Test Data Management

Test data, if left untouched and unhandled, may interfere with the client’s business intelligence. The interference may be quite significant for a more dynamic site that undergoes frequent maintenance and upgrades and as a result has more test data on it. So what should we do?

By Kelvin Kam


No matter the project and no matter how much work you’ve done in the test environment, additional testing will always be necessary in the live environment before and after the product’s launch date. On a website, for example, live testing will involve typical tasks – like performing searches, page navigation, registering as a new customer, logging into the customer account, putting through a purchase and checking the order details – are all captured correctly.  Inevitably, this creates test data in the client’s live production environment, which is of no use to anyone once the test is successfully performed and is just sitting there, cluttering up the system.

Can we avoid this? No, we probably can’t. So what are the options for getting rid of this data? Connecting to a test database which is a copy of the live one, even if it is only for a short period of time, is not really doable.  The site is live and may be experiencing genuine traffic at any point in time, which cannot be diverted to a test database.  How about if we run scripts at regular intervals to delete the test data?  Obviously, there is a very real need to remove such data.  System administrators have access to user and transaction records and can see such test data.  Some types of test data, like a product reviews or something, they could be seen on the website itself.  This is clearly unacceptable.

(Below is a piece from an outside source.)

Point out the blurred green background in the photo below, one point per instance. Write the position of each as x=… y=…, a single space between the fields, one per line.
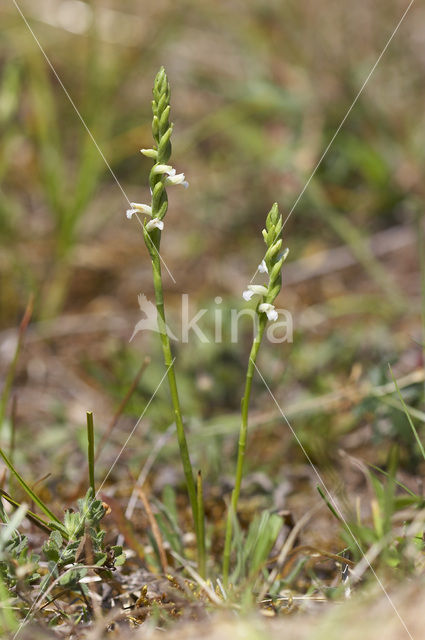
x=258 y=91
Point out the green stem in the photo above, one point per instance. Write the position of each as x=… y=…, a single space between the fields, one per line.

Test data, if left untouched and unhandled, may interfere with the client’s business intelligence.  The interference may be quite significant for a more dynamic site that undergoes frequent maintenance and upgrades and as a result has more test data on it.  So what could we do?


We will need a good Test Data Management strategy, covering the following points:

Creating test data in live environments: Depending on the type of environment and the type of testing required (performance, functional or data warehouse); new data may have to be created.  This strategy should decide on the exceptions under which projects can create new data, the type of tools required for data creation, and the necessary approval mechanisms to enable the same

Cleaning up test data post testing completion: In order to test all the necessary scenarios, test data may have to be modified in certain cases, which can lead to the existence of altered test data at the end of project testing.  A clear methodology and approach needs to be in place, with set guidelines, to ensure when and how the cleaning up of test data needs to be done after test completion.  Based on the prescribed data integrity guidelines, there will be instances when the altered test data cannot be, or should not be, cleaned up.

Managing data requirements of conflicting projects: A clear guideline and mechanism needs to be in place to decide on which project should go for testing first, based on data dimension parameters, to avoid delays or soaring costs.

Controlling the provisioning of data to required projects: A smart data provisioning mechanism can solve this problem effectively. The control mechanism should be applicable for both newly created data and existing test data. The mechanism can be as simple as blocking a set of customers for a specific projects or as complex as sampling based on multiple dimensions.

Data privacy and protection: There are several tools available in the market for this; however, the scale and volume of test data should decide the mechanism to be adopted. In the scenario of testing being outsourced or offshored, it is essential that the organization, along with the service provider, jointly decide the data privacy mechanism, rather than treating it as an afterthought or individual priority.


Overall, I think the way to create test data for a live environment would have to be determined after taking into consideration the specific end user concerns, functionalities, and reports specific to the particular application under test.  All parties should agree to create a defined list of test data of all possible types – user names, products, general textual matter, etc. – and decided to use only this pre-defined list when testing in live environments.  The list can then be published across the organization and also be used to inform the clients of the exercise.  System administrators will be advised to ignore such data when processing reports or performing other administrative duties. However, it should be noted that this may not be an effective or efficient option for very large businesses.

Test Data Management is a key component in ensuring high system and application quality and reliability. A good Test Data Management solution could help rapidly reduce inefficiencies while extracting greater value from test data available in an organized, secure, consistent and controlled manner.